Di sinilah makna penting dari pertemuan-pertemuan seperti ini. Ia bukan hanya forum diskusi tematik, tetapi juga ruang untuk merawat silaturahmi, memperbarui semangat berbagi pengetahuan, serta memperkuat kolaborasi antarindividu dan komunitas yang memiliki kepedulian yang sama terhadap literasi dan keadilan sosial di ruang digital.

Bagi penulis, momen reuni kecil itu menghadirkan rasa syukur tersendiri.

Mengetahui bahwa kawan-kawan lama tetap bergerak di jalannya masing-masing—namun dengan semangat yang sama untuk memberdayakan masyarakat—memberikan harapan bahwa gerakan literasi digital yang pernah tumbuh di Makassar tidak pernah benar-benar padam.
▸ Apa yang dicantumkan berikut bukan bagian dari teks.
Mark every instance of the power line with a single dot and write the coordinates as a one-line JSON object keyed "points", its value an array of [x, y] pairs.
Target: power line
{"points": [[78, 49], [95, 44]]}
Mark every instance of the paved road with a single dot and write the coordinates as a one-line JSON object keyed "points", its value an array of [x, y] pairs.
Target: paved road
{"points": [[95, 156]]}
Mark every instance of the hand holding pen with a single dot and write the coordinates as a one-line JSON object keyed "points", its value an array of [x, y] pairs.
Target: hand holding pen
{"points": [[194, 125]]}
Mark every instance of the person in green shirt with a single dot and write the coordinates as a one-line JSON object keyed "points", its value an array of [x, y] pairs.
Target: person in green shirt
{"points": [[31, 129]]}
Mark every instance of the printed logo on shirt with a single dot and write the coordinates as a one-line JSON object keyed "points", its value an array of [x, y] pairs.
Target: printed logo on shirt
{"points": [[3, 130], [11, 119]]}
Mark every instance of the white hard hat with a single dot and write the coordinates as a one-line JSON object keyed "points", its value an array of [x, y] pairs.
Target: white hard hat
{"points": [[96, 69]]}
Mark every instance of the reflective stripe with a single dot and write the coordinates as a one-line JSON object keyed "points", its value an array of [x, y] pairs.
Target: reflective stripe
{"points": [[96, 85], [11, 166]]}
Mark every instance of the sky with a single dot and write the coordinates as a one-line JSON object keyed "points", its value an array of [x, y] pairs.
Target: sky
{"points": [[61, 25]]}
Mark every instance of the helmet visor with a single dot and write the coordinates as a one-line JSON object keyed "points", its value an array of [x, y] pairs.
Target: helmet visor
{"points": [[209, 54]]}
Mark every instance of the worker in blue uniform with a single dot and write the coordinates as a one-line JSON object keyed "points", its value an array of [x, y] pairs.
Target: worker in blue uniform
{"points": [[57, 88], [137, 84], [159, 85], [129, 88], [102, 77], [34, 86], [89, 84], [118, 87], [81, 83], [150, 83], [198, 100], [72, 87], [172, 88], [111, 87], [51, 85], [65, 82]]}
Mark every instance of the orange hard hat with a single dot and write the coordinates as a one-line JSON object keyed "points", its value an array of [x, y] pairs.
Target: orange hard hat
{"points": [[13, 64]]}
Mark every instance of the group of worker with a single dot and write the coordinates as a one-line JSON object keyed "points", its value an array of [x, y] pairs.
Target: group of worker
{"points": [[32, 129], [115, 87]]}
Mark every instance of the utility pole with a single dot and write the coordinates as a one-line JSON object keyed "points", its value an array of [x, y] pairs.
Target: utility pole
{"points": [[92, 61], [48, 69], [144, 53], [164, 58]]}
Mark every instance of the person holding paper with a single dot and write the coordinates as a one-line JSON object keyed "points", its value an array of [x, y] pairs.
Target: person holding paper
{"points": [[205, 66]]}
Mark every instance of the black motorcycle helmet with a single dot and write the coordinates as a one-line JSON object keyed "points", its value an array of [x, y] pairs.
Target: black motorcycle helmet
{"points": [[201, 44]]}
Ia terus hidup, berkembang, dan menemukan bentuk-bentuk baru untuk menjawab tantangan zaman. Dan mungkin, seperti yang terasa pada pertemuan di Rumata Artspace itu, gerakan tersebut akan selalu dimulai dari hal sederhana: bertemu, berbagi cerita, dan saling menguatkan.

Terakhir, sayangnya, Nhie, Rara, Nanie, Anbhar, om Bisot, Dentaq, Demap dkk tidak hadir belaaa…rindutami.